I updated the .tgz file you provided with a decane_04.in.

The new compute inter sounds interesting as it computes E_inter on the fly. I had to modified it a little because I am using the last version of LAMMPS and compiling with cmake. It looks like it is working as I obtained the same value as you.
It is the first time I look at a c++ code so I am not an expert and could have made mistakes. I also put the slightly modified MOLC package in the archive molc.tgz.
Does this seem correct to you?

intermolecular.tgz (5.3 MB)
molc.tgz (54.7 KB)

Thank you for porting the MOLC package to the latest dev, it seems correct to me.

The method you suggest also works fine, and does not require any new compute. To summarise, the inter-molecular (aka cohesion) energy for a molecular system with long-range electrostatics can be obtained from the equation:
E_\text{inter}=E_\text{pair}-E_\text{intra}
where E_\text{pair}=\sum E_\text{vdwl}+E_\text{coul}+E_\text{long} and E_\text{intra} is computed as follows:

compute intra all group/group all pair yes kspace yes molecule intra
variable enb equal evdwl+ecoul+elong
variable inter equal v_enb-c_intra
compute inter2 all inter kspace yes # the new compute.
compute inter3 all group/group all pair yes kspace yes molecule inter

The intermolecular energy computed in this way is numerically identical to that computed with the new compute inter command:

  v_inter       c_inter2       c_inter3          v_enb        c_intra
-12353.99     -12353.937     -21524.214     -8025.8405      4328.1496

To me this result means that the intermolecular energy computed with computed group/group is not correct, as it is equivalent to a rerun with neigh_modify exclude molecule/intra all. Another way to see that something does not add up is by summing c_intra+c_inter3, which does not return v_enb.

@stamoor, can we take this offline? Or, better, in the Open Review? I still need to publish this stuff, and your revision is definitely the best I can hope for.

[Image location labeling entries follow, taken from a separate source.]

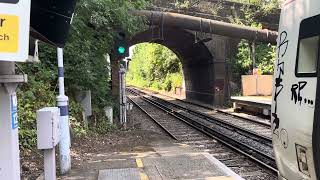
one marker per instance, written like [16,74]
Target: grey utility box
[48,127]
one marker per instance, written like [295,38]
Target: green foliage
[95,24]
[156,67]
[265,56]
[264,53]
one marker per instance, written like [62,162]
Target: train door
[296,105]
[306,71]
[316,123]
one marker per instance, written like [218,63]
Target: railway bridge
[203,45]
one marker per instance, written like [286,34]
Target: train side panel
[294,92]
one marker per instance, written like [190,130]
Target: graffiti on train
[296,96]
[282,50]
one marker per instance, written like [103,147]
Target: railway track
[223,142]
[255,126]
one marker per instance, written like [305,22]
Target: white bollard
[48,133]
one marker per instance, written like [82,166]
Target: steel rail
[158,123]
[215,120]
[214,109]
[235,145]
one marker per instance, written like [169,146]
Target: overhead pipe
[207,26]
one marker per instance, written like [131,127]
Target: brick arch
[196,59]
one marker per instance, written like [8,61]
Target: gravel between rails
[241,122]
[189,135]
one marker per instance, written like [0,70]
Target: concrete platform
[262,103]
[170,161]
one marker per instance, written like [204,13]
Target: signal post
[14,46]
[121,51]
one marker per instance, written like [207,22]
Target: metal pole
[49,164]
[62,101]
[123,112]
[9,141]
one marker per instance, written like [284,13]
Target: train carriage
[296,96]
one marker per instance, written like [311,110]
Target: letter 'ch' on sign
[9,1]
[9,33]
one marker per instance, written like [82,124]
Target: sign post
[14,47]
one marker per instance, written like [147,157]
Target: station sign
[14,30]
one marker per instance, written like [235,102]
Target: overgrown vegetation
[155,66]
[264,53]
[95,24]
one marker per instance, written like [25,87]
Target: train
[296,92]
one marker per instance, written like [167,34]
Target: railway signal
[121,46]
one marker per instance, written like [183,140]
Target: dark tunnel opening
[197,60]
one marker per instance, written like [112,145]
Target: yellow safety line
[139,163]
[143,176]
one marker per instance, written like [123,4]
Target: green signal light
[121,50]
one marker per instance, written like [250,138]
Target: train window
[308,55]
[308,47]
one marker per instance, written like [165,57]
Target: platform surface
[171,161]
[264,100]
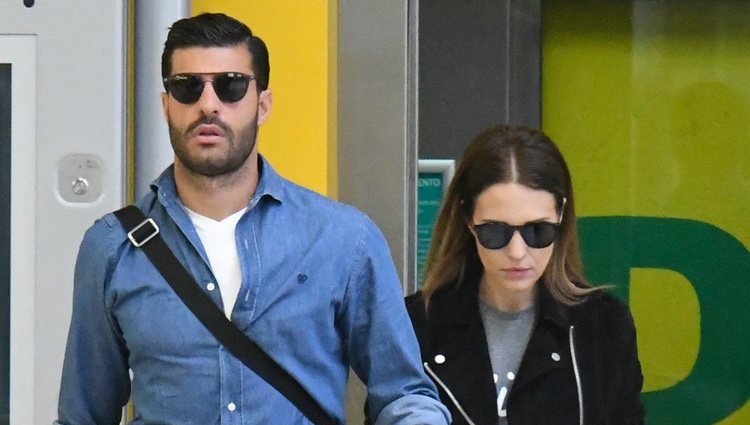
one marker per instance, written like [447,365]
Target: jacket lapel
[548,348]
[458,354]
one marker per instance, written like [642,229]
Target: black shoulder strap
[144,233]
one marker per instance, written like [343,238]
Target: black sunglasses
[230,87]
[496,235]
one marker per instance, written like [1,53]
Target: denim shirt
[319,294]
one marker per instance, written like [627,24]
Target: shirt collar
[270,184]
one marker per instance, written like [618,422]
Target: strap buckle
[143,238]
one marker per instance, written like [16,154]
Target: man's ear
[265,104]
[165,105]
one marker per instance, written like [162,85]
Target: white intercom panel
[63,63]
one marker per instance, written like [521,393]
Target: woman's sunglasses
[496,235]
[230,87]
[538,234]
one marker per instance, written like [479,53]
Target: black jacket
[594,340]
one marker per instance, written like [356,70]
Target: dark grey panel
[479,66]
[5,104]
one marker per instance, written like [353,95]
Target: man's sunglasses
[496,235]
[230,87]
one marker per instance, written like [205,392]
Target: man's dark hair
[216,30]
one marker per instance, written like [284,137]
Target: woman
[509,329]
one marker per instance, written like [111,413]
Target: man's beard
[240,146]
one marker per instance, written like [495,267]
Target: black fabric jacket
[594,340]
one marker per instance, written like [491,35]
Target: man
[311,281]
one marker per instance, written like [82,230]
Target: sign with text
[433,178]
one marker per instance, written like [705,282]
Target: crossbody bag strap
[144,233]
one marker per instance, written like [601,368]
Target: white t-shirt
[218,238]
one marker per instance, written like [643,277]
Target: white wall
[68,121]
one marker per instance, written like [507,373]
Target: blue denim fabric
[319,294]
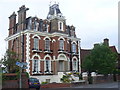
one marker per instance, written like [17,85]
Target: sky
[94,20]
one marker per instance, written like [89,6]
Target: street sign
[22,65]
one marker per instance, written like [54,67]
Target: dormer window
[36,43]
[60,26]
[61,44]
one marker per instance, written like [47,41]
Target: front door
[61,66]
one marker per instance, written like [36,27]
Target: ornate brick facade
[49,46]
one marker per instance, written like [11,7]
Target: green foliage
[44,82]
[65,79]
[9,61]
[101,60]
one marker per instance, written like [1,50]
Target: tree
[9,61]
[101,60]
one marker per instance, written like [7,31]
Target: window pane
[47,44]
[36,43]
[35,65]
[74,48]
[61,44]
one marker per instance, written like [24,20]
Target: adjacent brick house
[49,46]
[85,52]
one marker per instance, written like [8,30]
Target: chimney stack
[106,41]
[22,17]
[12,23]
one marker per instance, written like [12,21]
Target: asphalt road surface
[101,86]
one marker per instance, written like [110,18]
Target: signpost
[22,65]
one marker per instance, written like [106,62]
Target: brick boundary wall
[56,85]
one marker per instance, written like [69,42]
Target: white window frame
[61,44]
[37,65]
[74,48]
[47,44]
[49,65]
[36,43]
[75,65]
[60,26]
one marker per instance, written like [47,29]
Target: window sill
[36,50]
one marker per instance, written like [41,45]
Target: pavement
[100,86]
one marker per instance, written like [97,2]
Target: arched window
[60,26]
[47,44]
[36,65]
[61,44]
[47,65]
[36,43]
[75,65]
[74,48]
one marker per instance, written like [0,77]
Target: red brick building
[49,46]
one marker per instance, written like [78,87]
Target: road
[101,86]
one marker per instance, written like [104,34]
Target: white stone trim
[61,38]
[41,34]
[47,37]
[28,51]
[76,68]
[65,58]
[53,40]
[74,58]
[74,42]
[36,36]
[45,62]
[67,41]
[79,56]
[47,56]
[36,55]
[61,26]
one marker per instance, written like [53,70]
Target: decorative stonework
[28,51]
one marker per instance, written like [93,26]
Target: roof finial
[50,3]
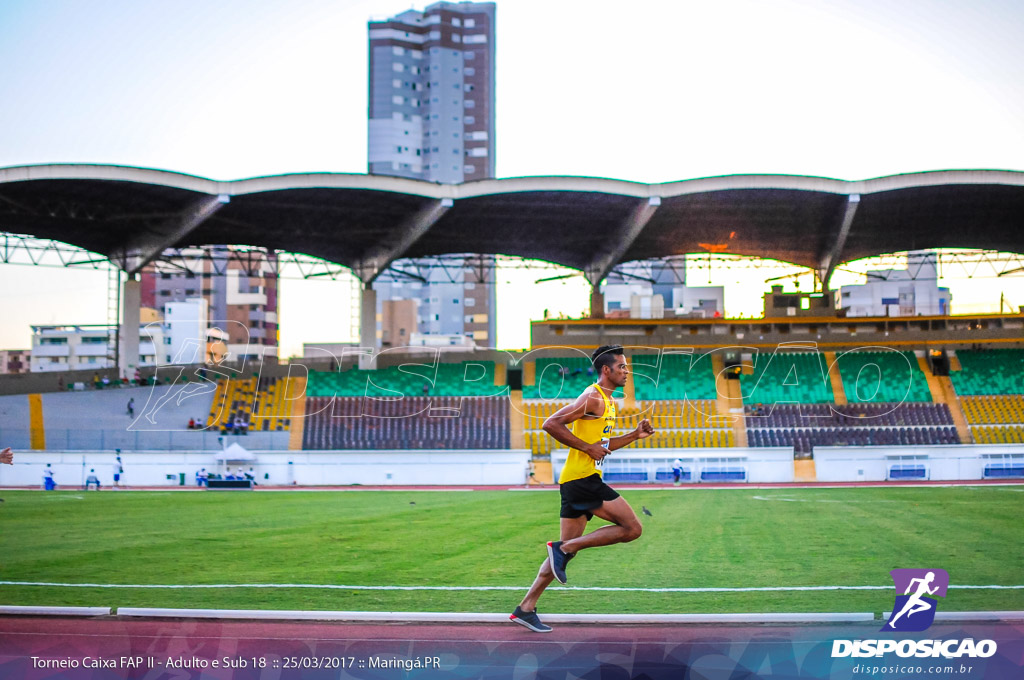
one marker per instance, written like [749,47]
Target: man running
[583,490]
[914,603]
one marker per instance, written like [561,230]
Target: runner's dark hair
[605,355]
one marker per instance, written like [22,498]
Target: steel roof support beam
[145,248]
[380,258]
[602,265]
[828,262]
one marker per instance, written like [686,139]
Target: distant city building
[451,299]
[656,289]
[432,93]
[432,118]
[245,307]
[910,292]
[86,347]
[13,362]
[185,328]
[779,303]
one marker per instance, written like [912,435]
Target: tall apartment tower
[432,93]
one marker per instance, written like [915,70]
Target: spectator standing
[677,471]
[92,479]
[48,482]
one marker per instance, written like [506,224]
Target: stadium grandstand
[728,396]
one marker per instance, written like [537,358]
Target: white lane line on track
[480,588]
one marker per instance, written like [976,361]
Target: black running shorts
[582,496]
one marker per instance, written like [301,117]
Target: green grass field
[695,539]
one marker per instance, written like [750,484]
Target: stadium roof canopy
[366,221]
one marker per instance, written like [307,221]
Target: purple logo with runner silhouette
[915,603]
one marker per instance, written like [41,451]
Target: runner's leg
[570,528]
[625,527]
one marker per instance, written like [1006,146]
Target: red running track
[147,649]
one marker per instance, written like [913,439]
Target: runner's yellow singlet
[579,464]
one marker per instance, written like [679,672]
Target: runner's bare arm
[588,404]
[642,431]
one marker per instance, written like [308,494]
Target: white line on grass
[476,588]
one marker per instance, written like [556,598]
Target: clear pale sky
[648,91]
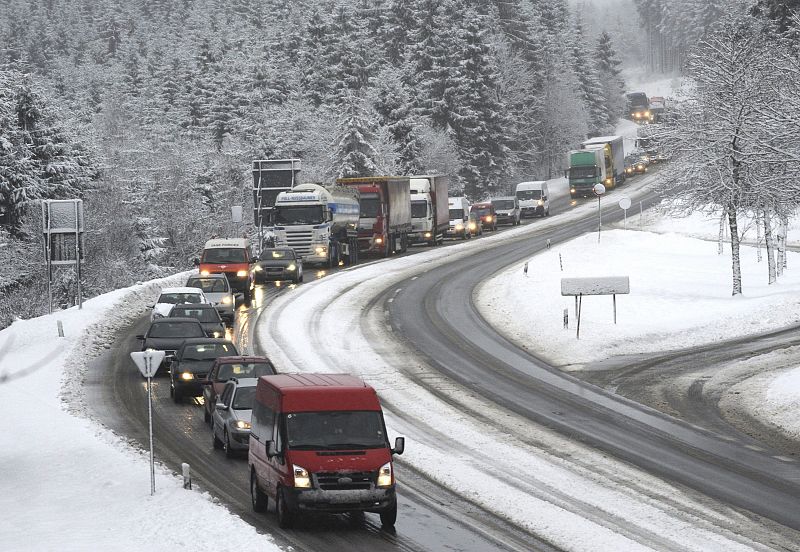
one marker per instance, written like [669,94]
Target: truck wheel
[258,498]
[285,515]
[389,516]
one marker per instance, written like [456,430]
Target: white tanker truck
[319,222]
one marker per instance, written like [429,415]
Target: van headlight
[385,475]
[301,478]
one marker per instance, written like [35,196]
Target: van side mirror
[399,445]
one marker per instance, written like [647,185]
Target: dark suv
[226,368]
[486,213]
[192,363]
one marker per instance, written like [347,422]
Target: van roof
[318,392]
[226,242]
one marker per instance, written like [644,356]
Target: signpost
[625,204]
[148,363]
[578,287]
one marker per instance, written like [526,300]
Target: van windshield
[335,430]
[224,255]
[503,204]
[523,195]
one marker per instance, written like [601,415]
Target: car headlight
[301,478]
[385,475]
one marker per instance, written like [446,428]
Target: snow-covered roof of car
[182,290]
[226,242]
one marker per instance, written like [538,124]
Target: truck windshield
[456,214]
[419,209]
[524,195]
[335,430]
[299,214]
[503,204]
[370,206]
[224,255]
[582,172]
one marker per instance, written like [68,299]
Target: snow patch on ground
[69,483]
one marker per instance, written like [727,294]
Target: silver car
[218,292]
[230,420]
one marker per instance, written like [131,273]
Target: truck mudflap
[319,500]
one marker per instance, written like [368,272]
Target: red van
[318,443]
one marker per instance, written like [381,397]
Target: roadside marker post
[148,363]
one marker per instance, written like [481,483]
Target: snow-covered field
[68,484]
[680,295]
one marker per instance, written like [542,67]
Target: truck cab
[459,218]
[318,443]
[320,223]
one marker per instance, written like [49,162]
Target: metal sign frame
[58,222]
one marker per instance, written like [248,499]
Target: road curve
[473,354]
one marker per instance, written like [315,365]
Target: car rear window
[209,285]
[244,370]
[203,315]
[176,329]
[224,255]
[208,351]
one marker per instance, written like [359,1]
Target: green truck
[586,169]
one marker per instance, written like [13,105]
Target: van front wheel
[258,498]
[389,516]
[285,515]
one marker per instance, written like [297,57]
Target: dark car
[486,213]
[226,368]
[192,363]
[168,334]
[278,264]
[206,314]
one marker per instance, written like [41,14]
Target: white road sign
[148,361]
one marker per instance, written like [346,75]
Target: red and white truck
[385,213]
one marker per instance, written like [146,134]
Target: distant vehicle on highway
[169,297]
[278,264]
[485,211]
[318,443]
[230,421]
[206,314]
[218,292]
[227,368]
[230,257]
[168,334]
[192,362]
[507,210]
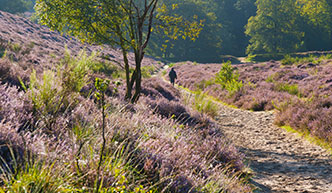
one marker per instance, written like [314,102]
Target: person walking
[172,76]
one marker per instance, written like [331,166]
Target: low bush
[292,89]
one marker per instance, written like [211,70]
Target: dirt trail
[281,161]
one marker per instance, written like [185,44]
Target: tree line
[242,27]
[237,27]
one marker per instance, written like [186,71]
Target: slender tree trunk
[139,57]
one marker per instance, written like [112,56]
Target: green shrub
[36,178]
[285,87]
[228,79]
[204,84]
[288,60]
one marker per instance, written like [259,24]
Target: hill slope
[62,133]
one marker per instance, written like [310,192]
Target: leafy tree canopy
[16,6]
[124,23]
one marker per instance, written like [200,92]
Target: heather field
[69,124]
[297,88]
[61,130]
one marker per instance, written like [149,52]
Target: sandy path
[281,161]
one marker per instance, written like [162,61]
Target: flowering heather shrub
[311,116]
[143,152]
[270,84]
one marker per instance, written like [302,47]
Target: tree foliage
[290,25]
[124,23]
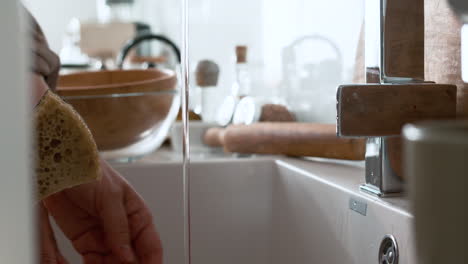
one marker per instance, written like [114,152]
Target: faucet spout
[395,93]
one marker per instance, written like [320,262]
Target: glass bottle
[242,84]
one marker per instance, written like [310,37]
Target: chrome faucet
[394,60]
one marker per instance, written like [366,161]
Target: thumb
[114,221]
[48,252]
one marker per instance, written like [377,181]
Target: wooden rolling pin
[292,139]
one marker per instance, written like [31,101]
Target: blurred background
[289,55]
[267,27]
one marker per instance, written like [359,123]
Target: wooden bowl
[123,107]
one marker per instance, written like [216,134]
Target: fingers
[77,225]
[113,218]
[49,252]
[145,238]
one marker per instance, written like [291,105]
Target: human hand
[107,221]
[48,251]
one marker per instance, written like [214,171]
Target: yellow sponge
[66,154]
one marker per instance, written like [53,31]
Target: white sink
[270,211]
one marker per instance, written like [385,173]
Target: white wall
[16,230]
[54,16]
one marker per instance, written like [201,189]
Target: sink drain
[388,252]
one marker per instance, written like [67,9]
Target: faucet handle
[376,110]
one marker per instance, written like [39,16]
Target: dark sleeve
[44,61]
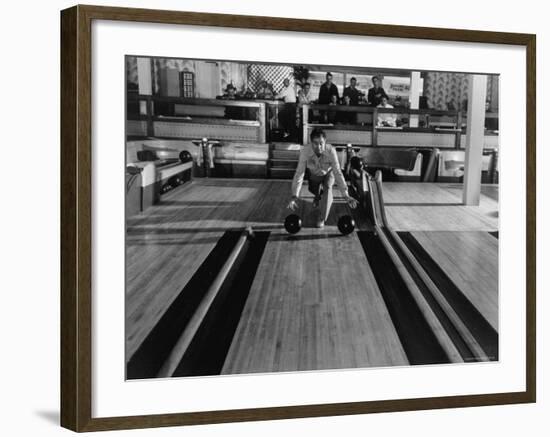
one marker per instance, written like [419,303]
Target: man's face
[318,145]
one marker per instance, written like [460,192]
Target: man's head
[230,90]
[318,141]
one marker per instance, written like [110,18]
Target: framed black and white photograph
[343,223]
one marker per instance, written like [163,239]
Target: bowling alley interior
[287,218]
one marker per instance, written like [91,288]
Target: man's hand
[293,204]
[352,202]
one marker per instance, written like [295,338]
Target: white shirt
[319,166]
[386,119]
[287,94]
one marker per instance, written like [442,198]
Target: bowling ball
[293,224]
[346,224]
[355,163]
[185,156]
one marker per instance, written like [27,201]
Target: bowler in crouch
[321,161]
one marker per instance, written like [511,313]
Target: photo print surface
[286,218]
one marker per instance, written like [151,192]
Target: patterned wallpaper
[443,90]
[450,90]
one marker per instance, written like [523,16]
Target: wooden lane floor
[437,207]
[470,260]
[167,244]
[314,304]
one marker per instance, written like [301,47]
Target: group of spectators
[328,95]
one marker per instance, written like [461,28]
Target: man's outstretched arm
[340,180]
[298,178]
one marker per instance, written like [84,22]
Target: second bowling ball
[293,224]
[346,224]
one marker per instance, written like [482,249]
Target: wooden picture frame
[76,217]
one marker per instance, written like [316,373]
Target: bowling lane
[437,207]
[314,304]
[470,259]
[167,244]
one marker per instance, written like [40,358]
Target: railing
[360,124]
[222,115]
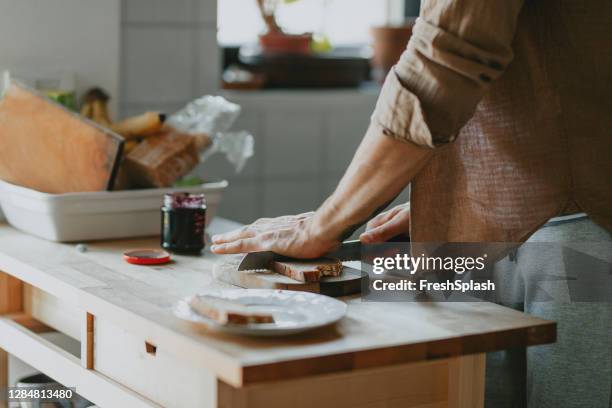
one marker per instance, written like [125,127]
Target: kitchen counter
[136,353]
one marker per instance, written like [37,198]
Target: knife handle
[400,238]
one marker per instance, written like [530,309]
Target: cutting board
[227,271]
[47,148]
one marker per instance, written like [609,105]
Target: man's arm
[380,170]
[457,49]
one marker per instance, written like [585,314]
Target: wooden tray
[227,271]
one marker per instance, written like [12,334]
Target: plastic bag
[214,116]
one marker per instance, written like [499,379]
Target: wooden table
[135,353]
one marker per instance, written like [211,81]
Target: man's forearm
[380,170]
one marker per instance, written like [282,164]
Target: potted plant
[275,40]
[390,40]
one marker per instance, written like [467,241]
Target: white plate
[293,312]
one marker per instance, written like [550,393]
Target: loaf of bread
[308,270]
[224,311]
[160,160]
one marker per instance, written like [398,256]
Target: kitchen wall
[304,139]
[46,39]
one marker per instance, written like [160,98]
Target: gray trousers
[576,371]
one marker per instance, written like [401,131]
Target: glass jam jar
[183,219]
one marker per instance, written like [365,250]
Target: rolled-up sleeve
[458,47]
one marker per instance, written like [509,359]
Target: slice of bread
[225,311]
[308,270]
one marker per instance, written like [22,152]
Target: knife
[348,251]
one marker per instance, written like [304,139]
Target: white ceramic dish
[294,312]
[94,216]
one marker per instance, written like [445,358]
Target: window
[344,22]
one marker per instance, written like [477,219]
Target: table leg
[10,302]
[467,381]
[3,376]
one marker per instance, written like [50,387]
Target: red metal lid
[146,256]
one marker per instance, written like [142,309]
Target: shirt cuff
[398,112]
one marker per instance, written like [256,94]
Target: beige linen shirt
[515,96]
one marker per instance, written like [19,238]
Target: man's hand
[295,236]
[387,225]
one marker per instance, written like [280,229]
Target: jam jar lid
[184,200]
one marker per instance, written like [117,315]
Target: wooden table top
[140,299]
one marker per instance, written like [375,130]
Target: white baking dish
[92,216]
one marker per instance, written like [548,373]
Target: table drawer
[149,370]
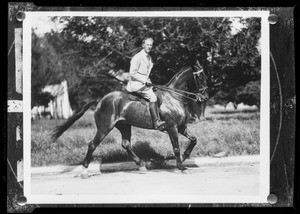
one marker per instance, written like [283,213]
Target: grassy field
[232,131]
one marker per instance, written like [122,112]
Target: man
[140,69]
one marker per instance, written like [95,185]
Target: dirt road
[215,178]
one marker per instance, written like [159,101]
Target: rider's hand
[148,84]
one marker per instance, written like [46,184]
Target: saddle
[136,96]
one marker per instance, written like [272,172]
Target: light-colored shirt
[140,69]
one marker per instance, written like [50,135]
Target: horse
[116,109]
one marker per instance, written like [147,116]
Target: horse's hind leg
[126,144]
[193,141]
[173,134]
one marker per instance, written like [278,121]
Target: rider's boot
[158,124]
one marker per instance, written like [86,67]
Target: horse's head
[191,79]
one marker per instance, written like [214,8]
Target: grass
[235,132]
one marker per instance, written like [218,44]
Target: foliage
[88,48]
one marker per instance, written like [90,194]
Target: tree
[91,47]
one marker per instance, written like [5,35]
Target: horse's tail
[59,130]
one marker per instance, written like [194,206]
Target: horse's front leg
[173,134]
[193,141]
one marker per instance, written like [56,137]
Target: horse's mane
[178,74]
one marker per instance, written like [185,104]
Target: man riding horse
[140,69]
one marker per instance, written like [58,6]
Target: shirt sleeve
[134,67]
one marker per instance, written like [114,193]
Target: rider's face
[148,46]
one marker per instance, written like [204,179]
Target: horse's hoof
[143,169]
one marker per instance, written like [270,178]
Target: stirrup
[160,125]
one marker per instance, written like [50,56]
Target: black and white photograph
[146,107]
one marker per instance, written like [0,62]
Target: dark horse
[116,109]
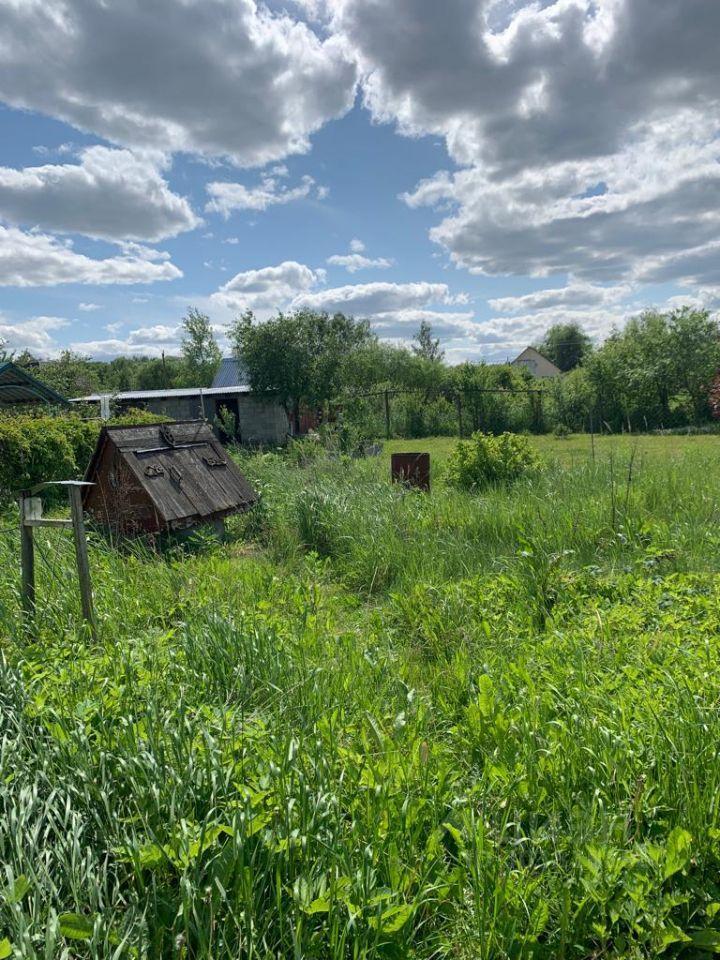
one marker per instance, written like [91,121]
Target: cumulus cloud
[268,288]
[394,309]
[110,195]
[367,299]
[227,197]
[36,259]
[356,261]
[572,295]
[214,77]
[587,131]
[35,335]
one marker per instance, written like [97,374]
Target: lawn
[377,723]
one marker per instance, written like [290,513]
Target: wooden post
[27,560]
[75,495]
[458,406]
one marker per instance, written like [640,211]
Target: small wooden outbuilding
[163,477]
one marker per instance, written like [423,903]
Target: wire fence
[417,412]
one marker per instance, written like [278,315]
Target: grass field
[377,723]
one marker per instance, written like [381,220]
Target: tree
[72,375]
[566,344]
[199,348]
[298,356]
[427,346]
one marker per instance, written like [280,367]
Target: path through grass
[379,724]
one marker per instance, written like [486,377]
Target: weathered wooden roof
[182,467]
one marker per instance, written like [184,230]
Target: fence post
[83,565]
[27,561]
[458,405]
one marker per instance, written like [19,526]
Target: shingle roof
[18,386]
[181,468]
[231,373]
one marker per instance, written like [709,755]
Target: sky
[491,166]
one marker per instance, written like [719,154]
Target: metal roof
[179,475]
[159,394]
[18,386]
[231,373]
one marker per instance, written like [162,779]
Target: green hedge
[38,448]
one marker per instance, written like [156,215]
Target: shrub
[485,459]
[37,448]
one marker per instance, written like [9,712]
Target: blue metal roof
[231,373]
[18,386]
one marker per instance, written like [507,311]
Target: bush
[38,448]
[485,459]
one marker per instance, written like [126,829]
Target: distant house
[229,404]
[536,363]
[18,389]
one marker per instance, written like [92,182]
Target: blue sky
[491,166]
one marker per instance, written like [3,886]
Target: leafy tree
[71,374]
[566,344]
[300,356]
[199,348]
[426,346]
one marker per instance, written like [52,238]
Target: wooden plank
[27,563]
[81,555]
[47,522]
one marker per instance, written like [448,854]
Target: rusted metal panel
[164,477]
[412,469]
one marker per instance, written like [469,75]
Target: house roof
[531,353]
[159,394]
[231,373]
[181,467]
[18,386]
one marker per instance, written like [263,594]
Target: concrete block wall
[261,421]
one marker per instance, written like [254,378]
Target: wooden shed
[163,477]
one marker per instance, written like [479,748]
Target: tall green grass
[376,724]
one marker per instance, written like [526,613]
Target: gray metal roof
[231,373]
[159,394]
[18,386]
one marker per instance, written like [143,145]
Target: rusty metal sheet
[411,469]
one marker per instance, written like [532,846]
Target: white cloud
[227,197]
[356,261]
[268,288]
[367,299]
[111,195]
[575,294]
[150,341]
[35,259]
[35,335]
[214,77]
[587,131]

@hothello I’m trying to get up to speed on the discussion. Are you saying that exclusions are not being properly handled with compute group/group? From your post, it seems like there are extraneous exclusions when there shouldn’t be any? For long-range electrostatics (i.e. kspace), there is no concept of exclusion. Every point charge interacts with every other charge (including itself!). So any exclusions have to be handled inside the short-range pair style, including those from kspace. In other words, extra interactions from kspace are subtracted out in the pair style.

It is possible the logic for compute group/group with exclusions is incorrect in the coul/long pair styles.